27 Mayıs 2024

İhbar ediyorum: Maliye’yi Maliye’ye ihbar ediyorum!..

Kaçakçılıkla ilgisi yok elbette ama vergi indirimi, vergi bağışıklığı yoluyla, Maliye Bakanlığı 2 trilyon 200 milyar liralık vergiden vazgeçtiği için ihbar ediyorum.

“İhbar...”

Aykırı bir durumu, kişiyi yetkili makama bildirmek anlamında.

Tam aynısı olmasa bile, aslında bir başka kavramla örtüşüyor:

“Gizli tanık” kavramıyla.

İhbar eden kişi genellikle gizleniyor.

1270’lerde Avrupa’da “engizisyon” dönemiyle yoğunlaşan, her zaman her yerde görülen bir uygulama.

Şimdi buna takılmaya gerek yok, hatırlatmak yetiyor.

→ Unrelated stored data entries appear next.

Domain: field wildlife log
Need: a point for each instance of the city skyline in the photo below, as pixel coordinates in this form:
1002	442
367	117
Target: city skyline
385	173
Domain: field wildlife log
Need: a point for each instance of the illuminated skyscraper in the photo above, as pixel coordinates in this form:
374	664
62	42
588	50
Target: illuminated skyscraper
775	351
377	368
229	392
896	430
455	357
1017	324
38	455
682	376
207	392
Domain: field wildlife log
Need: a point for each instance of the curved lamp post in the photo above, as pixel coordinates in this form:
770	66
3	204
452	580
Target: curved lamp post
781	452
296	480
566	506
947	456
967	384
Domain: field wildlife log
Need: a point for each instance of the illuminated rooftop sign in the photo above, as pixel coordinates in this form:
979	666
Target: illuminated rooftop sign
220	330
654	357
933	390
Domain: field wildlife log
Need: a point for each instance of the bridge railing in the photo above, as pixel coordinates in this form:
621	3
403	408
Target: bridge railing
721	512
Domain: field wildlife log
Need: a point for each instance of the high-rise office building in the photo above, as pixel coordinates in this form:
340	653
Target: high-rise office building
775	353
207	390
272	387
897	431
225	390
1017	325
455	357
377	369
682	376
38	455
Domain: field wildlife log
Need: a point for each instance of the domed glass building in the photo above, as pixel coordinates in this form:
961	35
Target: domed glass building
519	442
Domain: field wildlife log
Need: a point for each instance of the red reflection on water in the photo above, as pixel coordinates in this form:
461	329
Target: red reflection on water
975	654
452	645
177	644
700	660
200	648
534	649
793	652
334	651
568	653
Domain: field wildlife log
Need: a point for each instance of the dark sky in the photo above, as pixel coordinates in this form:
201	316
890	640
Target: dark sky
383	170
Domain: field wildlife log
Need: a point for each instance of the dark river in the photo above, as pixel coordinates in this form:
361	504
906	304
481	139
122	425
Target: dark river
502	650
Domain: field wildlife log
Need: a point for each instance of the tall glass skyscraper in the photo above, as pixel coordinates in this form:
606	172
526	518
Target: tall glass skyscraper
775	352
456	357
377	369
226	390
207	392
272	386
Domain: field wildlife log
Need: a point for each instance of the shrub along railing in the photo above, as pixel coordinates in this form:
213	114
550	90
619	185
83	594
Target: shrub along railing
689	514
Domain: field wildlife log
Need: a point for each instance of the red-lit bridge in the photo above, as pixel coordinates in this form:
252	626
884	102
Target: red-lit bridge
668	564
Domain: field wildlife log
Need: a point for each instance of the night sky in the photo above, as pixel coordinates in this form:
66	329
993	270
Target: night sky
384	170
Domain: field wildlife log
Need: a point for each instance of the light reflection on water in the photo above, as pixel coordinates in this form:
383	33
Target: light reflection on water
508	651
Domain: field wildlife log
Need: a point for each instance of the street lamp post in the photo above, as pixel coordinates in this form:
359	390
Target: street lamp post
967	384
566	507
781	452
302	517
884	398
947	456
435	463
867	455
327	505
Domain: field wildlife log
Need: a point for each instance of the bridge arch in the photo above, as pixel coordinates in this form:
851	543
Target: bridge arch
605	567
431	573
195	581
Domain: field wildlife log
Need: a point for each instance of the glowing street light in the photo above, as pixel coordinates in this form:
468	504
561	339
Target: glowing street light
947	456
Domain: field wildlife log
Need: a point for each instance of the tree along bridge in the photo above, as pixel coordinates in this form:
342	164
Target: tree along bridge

Hatırlatan son günlerde kendisinden çok söz edilen Hazine ve Maliye Bakanı Mehmet Şimşek.

Başlangıca dönelim.

Kopyala, kes, yapıştır

“Tasarruf Tedbirlerinin...”

-Düşük ve orta gelir gruplarını daha da yoksullaştırması,

-Yüksek gelir gruplarını koruması,

-Köprüler, yollar ve hava alanları için verilen milyarlarca liralık garantilerine dokunmaması,

Varolan eşitsizliği daha da derinleştiriyor.

“Tasarruf” diye, 30 Haziran 2021 tarihli üç yıl önceki paketten “kopyala, kes, yapıştır” modeliyle hazırlanmış bir paket çıkıyor ortaya.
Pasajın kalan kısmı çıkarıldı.